Cross-cultural translation and psychometric testing.
To translate, culturally adapt, and validate the Oswestry Disability Index (ODI) version 2.0 for the French-Canadian population.
Many authors have recommended the administration of standardized instruments, rather than the creation of new scales, and advocate the adaptation of validated questionnaires in other languages. The application of these scales in different countries and by cultural groups necessitates cross-cultural adaptation. Many scales evaluate the functional incapacity resulting from low back pain. The ODI is among the most commonly used for this purpose.
The French-Canadian ODI (ODI-FC) was developed by cross-cultural adaptation following internationally recommended methodology: forward translation, back translation, expert committee revision, and clinical evaluation of the prefinal version. Psychometric testing was performed on 72 patients with chronic low back pain. The subjects were recruited from a physiatry department in a university hospital and from a private practice physiatry clinic. They came from the Montreal area. The psychometric testing included internal consistency (Cronbach α), test-retest reliability (intraclass correlation coefficient) with a time interval set at 48 hours, and construct validity, comparing the ODI-FC with the Roland-Morris Disability Questionnaire and the Quebec Back Pain Disability Scale (Pearson correlation coefficient).
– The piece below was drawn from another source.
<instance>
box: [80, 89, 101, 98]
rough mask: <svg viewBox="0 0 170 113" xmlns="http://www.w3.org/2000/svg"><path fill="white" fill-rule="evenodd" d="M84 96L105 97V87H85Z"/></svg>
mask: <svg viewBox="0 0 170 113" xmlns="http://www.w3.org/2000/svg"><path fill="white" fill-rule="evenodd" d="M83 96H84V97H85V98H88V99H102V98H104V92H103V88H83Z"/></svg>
In 44.4% of the subjects, the average duration of low-back pain varied between 1 and 5 years. Average score for the ODI-FC was 29.2. Good internal consistency was found (Cronbach α = 0.88). Reliability was excellent, with intraclass correlation coefficient = 0.92 (95% confidence interval, 0.87-0.95). Construct validity results revealed excellent correlations between the ODI and the Quebec Back Pain Disability Scale (r = 0.90) and between the ODI and the Roland-Morris Disability Questionnaire (r = 0.84).
Cross-cultural translation and adaptation of the ODI-FC were successful. Psychometric testing determined that the instrument was homogeneous, reliable, and valid. It could be employed in future clinical trials in Canada and possibly in other French-speaking countries.